15 Ocak 2013’te Lefke Avrupa Üniversitesi tarafından düzenlenen Denktaş’ı Anma Toplantısı’na katıldım. Çok iyi düzenlenmiş bir panele Demokrat Parti Genel Başkanı Serdar Denktaş, E. Büyükelçi ve Denktaş’ın danışmanı Çavlan Süerdem, KKTC E. Dışişleri Bakanı Vedat Çelik de konuşmacı olarak katılmışlardı. Lefke Avrupa Üniversitesi’nin dinamik rektörü Prof. Dr. Ahmet Bülent Göksel’in bütün gücü ile desteklediği toplantıyı Dr. İhsan Tayhani düzenledi ve yönetti. Dr. Tayhani bir Denktaş uzmanı. “Özgürlük Yolunda Bitmeyen Koşu-Denktaş Kitabı” adlı eseri Denktaş’ı ve mücadelesini anlamak için çok önemli.
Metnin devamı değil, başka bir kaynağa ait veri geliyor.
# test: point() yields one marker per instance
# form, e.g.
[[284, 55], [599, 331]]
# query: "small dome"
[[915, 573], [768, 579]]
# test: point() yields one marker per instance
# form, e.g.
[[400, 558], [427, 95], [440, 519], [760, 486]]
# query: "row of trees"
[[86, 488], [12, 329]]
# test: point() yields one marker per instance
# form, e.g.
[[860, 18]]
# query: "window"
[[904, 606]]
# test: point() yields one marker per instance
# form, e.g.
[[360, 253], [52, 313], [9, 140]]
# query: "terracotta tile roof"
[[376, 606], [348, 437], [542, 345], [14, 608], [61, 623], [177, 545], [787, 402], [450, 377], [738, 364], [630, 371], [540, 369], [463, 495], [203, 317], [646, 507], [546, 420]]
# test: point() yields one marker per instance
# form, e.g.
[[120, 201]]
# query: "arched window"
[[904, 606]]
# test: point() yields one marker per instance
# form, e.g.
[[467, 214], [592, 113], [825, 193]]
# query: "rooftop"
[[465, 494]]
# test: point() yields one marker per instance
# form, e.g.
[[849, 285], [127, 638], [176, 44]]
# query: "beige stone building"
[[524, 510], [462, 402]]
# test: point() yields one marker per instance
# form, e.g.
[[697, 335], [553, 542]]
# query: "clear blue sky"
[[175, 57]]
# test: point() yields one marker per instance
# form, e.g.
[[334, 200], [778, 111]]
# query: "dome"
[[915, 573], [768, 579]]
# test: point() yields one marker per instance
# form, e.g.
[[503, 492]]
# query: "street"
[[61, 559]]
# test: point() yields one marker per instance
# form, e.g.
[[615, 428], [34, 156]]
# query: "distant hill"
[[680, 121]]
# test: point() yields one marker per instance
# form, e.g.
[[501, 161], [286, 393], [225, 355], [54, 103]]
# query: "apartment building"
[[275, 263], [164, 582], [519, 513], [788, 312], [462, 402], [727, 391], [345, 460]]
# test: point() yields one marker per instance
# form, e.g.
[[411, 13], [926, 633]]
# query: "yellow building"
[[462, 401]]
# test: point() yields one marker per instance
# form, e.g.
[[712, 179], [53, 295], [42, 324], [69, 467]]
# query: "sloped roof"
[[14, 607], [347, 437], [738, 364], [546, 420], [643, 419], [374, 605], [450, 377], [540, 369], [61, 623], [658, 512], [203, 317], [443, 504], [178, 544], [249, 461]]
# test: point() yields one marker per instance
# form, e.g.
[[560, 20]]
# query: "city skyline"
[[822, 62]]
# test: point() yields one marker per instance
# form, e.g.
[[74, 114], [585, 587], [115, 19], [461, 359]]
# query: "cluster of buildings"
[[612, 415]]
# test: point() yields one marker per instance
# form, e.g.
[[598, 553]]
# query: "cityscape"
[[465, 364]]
Bu panel benim bir yandan konuşurken, diğer yandan da yeni yazılarımda kullanmak üzere bir çok not aldığım bir panel oldu. Panelden sonra rektör Bey’in verdiği yemekte başta Serdar Denktaş Bey olmak üzere katılımcılar ve hatta lokantanın sahibinin, rahmetli Denktaş ile ilgili fıkra tadındaki anıları insanları panelin ağır havasından sonra kırdı geçirdi. Böylece Denktaş’ın inanılmaz kıvrak zekasının nasıl espri merkezli olabileceğini de gördük.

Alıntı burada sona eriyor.